Outcomes resulting from this research:

It was found that glucosamine use was more common than previously reported in people being treated for osteoarthritis (45%). In a population treated for osteoarthritis, glucosamine use was found to be more prevalent in those with higher income, higher levels of education, being female, increased exercise levels, less physical limitation, and good self-rated health and quality of life.

Mr Sean Williams, an MBBS (Honours) student at the University of Western Sydney, was awarded First Class Honours and the University Medal for this research. Mr Williams presented his research findings at the 45 and Up Study Collaborators’ Meeting 2011, and the Australian Rheumatology Association NSW Meeting 2011.

Investigators: Prof Alan Cass (CI), Dr Celine Foote, A/Prof Meg Jardine.

Chronic kidney disease (CKD) is associated with cardiovascular morbidity, decreased quality of life, premature mortality and increased health service utilisation. One critical area of nephrology where information is lacking is the management of CKD patients who are not referred to nephrologist care, a group who are largely managed in primary health care settings.
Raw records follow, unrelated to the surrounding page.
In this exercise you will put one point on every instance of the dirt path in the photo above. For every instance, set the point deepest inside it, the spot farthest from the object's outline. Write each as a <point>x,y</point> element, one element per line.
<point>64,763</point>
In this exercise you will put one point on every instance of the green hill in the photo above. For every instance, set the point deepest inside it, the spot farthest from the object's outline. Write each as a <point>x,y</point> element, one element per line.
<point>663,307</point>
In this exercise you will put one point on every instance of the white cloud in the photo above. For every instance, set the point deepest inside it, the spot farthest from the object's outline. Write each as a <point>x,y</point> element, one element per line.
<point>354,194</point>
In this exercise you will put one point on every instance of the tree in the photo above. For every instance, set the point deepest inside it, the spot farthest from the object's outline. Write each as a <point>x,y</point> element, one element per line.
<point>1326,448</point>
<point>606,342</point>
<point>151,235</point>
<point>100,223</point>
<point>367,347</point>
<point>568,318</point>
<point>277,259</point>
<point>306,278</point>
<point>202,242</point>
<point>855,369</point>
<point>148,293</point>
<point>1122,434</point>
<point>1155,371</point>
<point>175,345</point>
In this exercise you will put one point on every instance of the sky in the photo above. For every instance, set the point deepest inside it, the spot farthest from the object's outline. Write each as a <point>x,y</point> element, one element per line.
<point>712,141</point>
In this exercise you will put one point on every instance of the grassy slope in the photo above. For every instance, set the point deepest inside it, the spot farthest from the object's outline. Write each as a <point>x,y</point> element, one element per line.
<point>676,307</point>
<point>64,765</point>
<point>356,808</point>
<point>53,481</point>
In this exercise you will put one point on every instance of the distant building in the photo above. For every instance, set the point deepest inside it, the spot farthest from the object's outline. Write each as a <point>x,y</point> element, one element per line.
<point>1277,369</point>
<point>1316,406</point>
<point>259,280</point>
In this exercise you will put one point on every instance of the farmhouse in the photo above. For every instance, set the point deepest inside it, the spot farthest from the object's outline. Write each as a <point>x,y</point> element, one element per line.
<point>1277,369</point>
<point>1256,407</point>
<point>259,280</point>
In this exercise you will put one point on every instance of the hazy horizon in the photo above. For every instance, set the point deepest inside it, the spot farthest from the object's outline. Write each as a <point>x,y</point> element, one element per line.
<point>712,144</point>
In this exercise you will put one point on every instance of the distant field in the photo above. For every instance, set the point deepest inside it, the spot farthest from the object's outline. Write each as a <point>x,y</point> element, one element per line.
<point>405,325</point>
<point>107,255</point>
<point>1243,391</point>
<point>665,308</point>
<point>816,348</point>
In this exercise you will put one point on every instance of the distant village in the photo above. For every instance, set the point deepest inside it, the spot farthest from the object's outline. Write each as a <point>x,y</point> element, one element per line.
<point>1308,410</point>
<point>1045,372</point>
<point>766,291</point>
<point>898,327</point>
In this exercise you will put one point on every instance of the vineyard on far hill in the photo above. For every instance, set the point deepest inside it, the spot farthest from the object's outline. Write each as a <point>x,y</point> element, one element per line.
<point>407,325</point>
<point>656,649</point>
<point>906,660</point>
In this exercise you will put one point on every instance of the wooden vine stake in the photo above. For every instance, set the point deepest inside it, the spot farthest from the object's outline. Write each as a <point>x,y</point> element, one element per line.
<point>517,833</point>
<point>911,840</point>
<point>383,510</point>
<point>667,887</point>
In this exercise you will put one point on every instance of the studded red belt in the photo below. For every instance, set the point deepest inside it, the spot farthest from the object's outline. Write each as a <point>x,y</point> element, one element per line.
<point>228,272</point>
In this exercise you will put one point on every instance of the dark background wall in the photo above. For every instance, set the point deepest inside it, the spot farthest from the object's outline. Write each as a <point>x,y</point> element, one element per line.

This study will provide crucial information pertaining to a community-dwelling, older adult CKD cohort, particularly high-risk groups who may have differential access to care. This cohort will provide an understanding of the prevalence, risk factors and management of CKD in a community setting. The study findings will be used to formulate interventions to slow progression, decrease the personal and societal burden of CKD and aim to narrow the gap between evidence and clinical practice.

Investigators: Prof Emily Banks (CI), Dr Mark Clements, Dr Mithilesh Dronavalli, Dr Terry Dwyer, Elsamual Elhebir, Prof Jeff Hughes, Dr Grace Joshy, Dr Rosemary Korda, Dr David Smith.

Lower urinary tract symptoms (LUTS) are extremely common and are responsible for considerable morbidity and health care costs. In men, international studies indicate the prevalence of benign prostatic hyperplasia, a term often used synonymously with LUTS, is approximately 35% for men aged 60 and over and surgical treatment for LUTS is extremely common. In women, incontinence is a common and significant health problem, with 8% of those in the 45 and Up Study reporting being troubled by leaking urine on a daily basis. Surgery for incontinence is also common. However, this area remains under researched and little reliable data exist on factors associated with LUTS, sexual health and related surgical procedures. Furthermore, although various prescription medications are known to exacerbate prostatic and urinary symptoms, direct evidence using linked prescription data and clinical outcomes is limited. This project will use questionnaire data from the 45 and Up Study linked to data on medications, hospitalisation and other health services use to identify potentially modifiable factors associated with LUTS, and the health and health services sequelae of LUTS.

Investigators: Prof Emily Banks (CI), Dr Mark Clements, Prof Terry Dwyer, Dr Rosemary Korda, Ms Isabel Latz, Dr Alex Peng, Dr David Smith.

Benign prostatic hyperplasia (BPH) is a common condition among men from middle-age onwards. Left untreated BPH can lead to urinary tract infection, urinary bladder stones or obstructive uropathy (renal failure). This project will involve analysis of 45 and Up Study baseline questionnaire data to examine the relationships between demographic, lifestyle and health factors and outcome measures for BPH, such as the International Prostate Symptom Score, or a diagnosis of benign prostate hyperplasia.